# Eridanis has gone all...



## Mark (May 12, 2003)

Moderatorly!

Everytime there is a new moderator they begin to _moderate_ and someone complains.  This time it is me!

He started moving threads today and (by all that is holy) he's moving them to the correct forums!  It sets a darned unusual precedent and I just thought it needed to be said!

Way to break a perfect record, Eridanis!


----------



## Darkness (May 12, 2003)

Eridanis rawks!


----------



## Crothian (May 12, 2003)

I think this should have been started in GD!!


----------



## William Ronald (May 12, 2003)

Thanks and keep up the good work!

Looks like Morrus made a good choice.


----------



## fba827 (May 12, 2003)

Give a guy the power and he has the audacity to use it!

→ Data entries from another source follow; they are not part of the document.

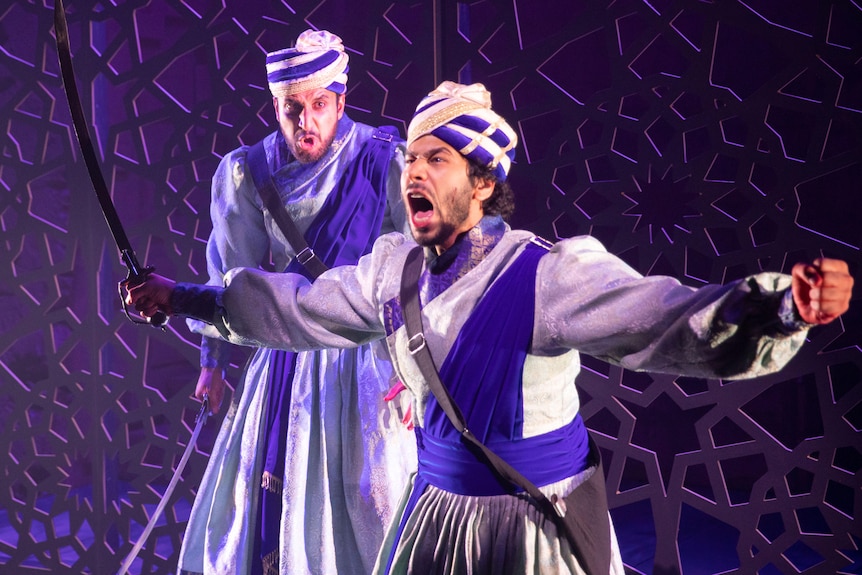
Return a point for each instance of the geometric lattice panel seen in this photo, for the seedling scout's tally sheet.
(705, 140)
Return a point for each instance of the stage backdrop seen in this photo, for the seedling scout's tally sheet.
(706, 140)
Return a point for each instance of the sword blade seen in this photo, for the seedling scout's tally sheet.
(88, 149)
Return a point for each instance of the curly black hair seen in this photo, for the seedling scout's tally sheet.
(502, 200)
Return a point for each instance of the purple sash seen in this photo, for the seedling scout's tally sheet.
(484, 374)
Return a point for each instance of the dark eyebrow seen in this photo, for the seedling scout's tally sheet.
(431, 152)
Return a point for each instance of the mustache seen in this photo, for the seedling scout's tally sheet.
(417, 187)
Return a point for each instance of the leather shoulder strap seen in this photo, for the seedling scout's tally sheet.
(262, 178)
(420, 352)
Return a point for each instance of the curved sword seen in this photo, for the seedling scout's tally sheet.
(200, 421)
(136, 274)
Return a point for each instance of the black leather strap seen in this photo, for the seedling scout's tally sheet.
(266, 188)
(422, 355)
(586, 526)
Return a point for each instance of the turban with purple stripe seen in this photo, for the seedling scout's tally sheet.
(318, 60)
(461, 116)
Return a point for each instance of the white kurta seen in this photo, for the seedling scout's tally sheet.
(345, 466)
(587, 300)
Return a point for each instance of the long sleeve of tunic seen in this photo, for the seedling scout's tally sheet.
(587, 301)
(244, 233)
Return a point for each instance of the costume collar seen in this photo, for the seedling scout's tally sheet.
(468, 251)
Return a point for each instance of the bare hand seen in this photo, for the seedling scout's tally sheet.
(821, 290)
(152, 296)
(211, 382)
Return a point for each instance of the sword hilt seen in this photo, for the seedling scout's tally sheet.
(138, 275)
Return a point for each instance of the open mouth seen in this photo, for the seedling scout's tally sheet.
(421, 208)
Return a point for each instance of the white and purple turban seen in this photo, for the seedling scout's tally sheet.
(318, 60)
(461, 116)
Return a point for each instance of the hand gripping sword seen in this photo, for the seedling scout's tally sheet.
(136, 274)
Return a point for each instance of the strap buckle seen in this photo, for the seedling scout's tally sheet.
(382, 136)
(559, 504)
(542, 242)
(305, 256)
(416, 343)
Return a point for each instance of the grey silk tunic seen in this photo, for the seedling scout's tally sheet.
(348, 456)
(587, 301)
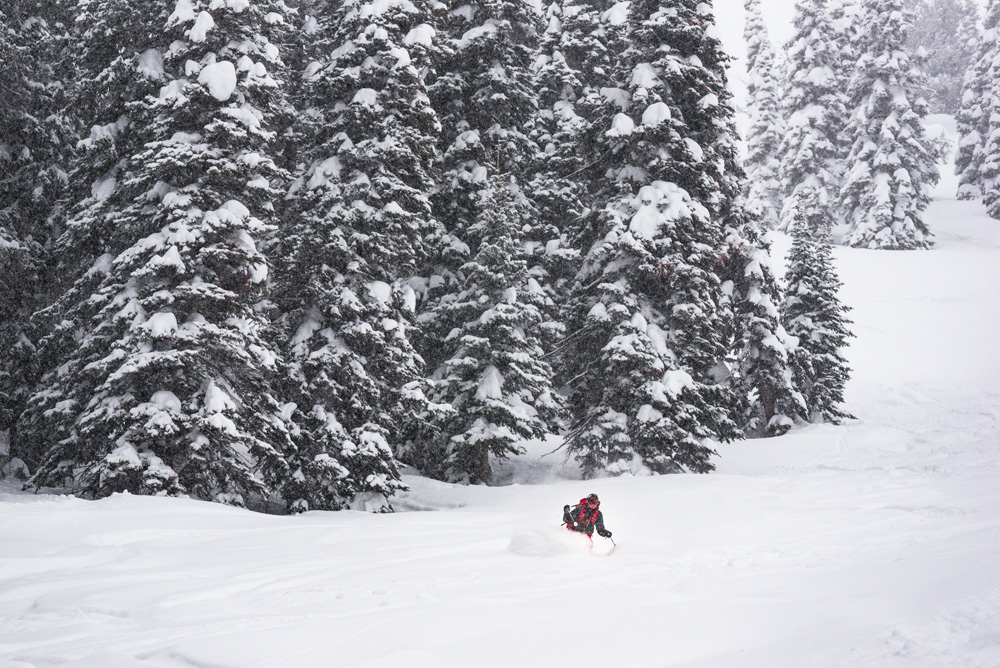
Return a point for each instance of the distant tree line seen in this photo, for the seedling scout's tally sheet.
(269, 256)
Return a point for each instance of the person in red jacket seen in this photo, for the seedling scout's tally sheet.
(585, 517)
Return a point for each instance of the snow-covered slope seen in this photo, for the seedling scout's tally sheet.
(875, 544)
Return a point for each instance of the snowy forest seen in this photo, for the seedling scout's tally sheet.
(272, 254)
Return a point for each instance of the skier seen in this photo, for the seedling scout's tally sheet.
(585, 517)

that jerk; bringing more order to the lovely chaos.   


Edit: In case it needed to be said:  Yes, I am kidding.


----------



## Angcuru (May 12, 2003)

*But....*

...I _like_ my chaos...  *sniff*
Oh, sweet pandemonium, we hardly knew ye....


----------



## orbitalfreak (May 12, 2003)

Shouldn't this be in House Rules?


----------



## the Jester (May 12, 2003)

orbitalfreak said:
			
		

> *Shouldn't this be in House Rules?
> *




LOL!


----------



## AGGEMAM (May 12, 2003)

orbitalfreak said:
			
		

> *Shouldn't this be in House Rules?  *




Rules = rocks = metal  

You're saying Eridanis is starting a heavy band ? Well, I'm a lousy singer so I'll take dips on that.


----------



## Eridanis (May 13, 2003)

Sorry to disappoint thee, Mark. I'm doin' it just for you, buddy! 

No, the true sign of a new moderator having problems with personal power is if he/she/it started creating new topics for the express purpose of moving and closing them. Or craeting alt-IDs so he/she/it could ban them. Now _that_ would be weird... like playing Solitaire, only more likely to get one ostracized.


----------



## fba827 (May 13, 2003)

Eridanis said:
			
		

> *Sorry to disappoint thee, Mark. I'm doin' it just for you, buddy!
> 
> No, the true sign of a new moderator having problems with personal power is if he/she/it started creating new topics for the express purpose of moving and closing them. Or craeting alt-IDs so he/she/it could ban them. Now that would be weird... like playing Solitaire, only more likely to get one ostracized.  *




I think the first few closed/moved/bans are referred to as "practice runs so you know what to do when you _really_ need to do it."  Of course, if someone continues these "practice runs" even 2 years into being a moderator, then, well, then you know the person has problems


----------



## Mark (May 17, 2003)

Eridanis said:
			
		

> *Sorry to disappoint thee, Mark. I'm doin' it just for you, buddy!
> 
> No, the true sign of a new moderator having problems with personal power is if he/she/it started creating new topics for the express purpose of moving and closing them. Or craeting alt-IDs so he/she/it could ban them. Now that would be weird... like playing Solitaire, only more likely to get one ostracized.  *




Don't forget the obligatory _Announcement_ thread titled "The Hubris Report" where you herald each move/close with a link to the offending thread and a taunting comment precisely an hour before you take action.  Kinda like a haymaker punch but with an added windmilling of the hand in its farthest back position.  Heavy showboating equals major style points.


----------



## Eridanis (May 18, 2003)

Just wait until I change my avatar to a jeweled crown!!!!



Thanks for your support, everybody. I sincerely appreciate it.


----------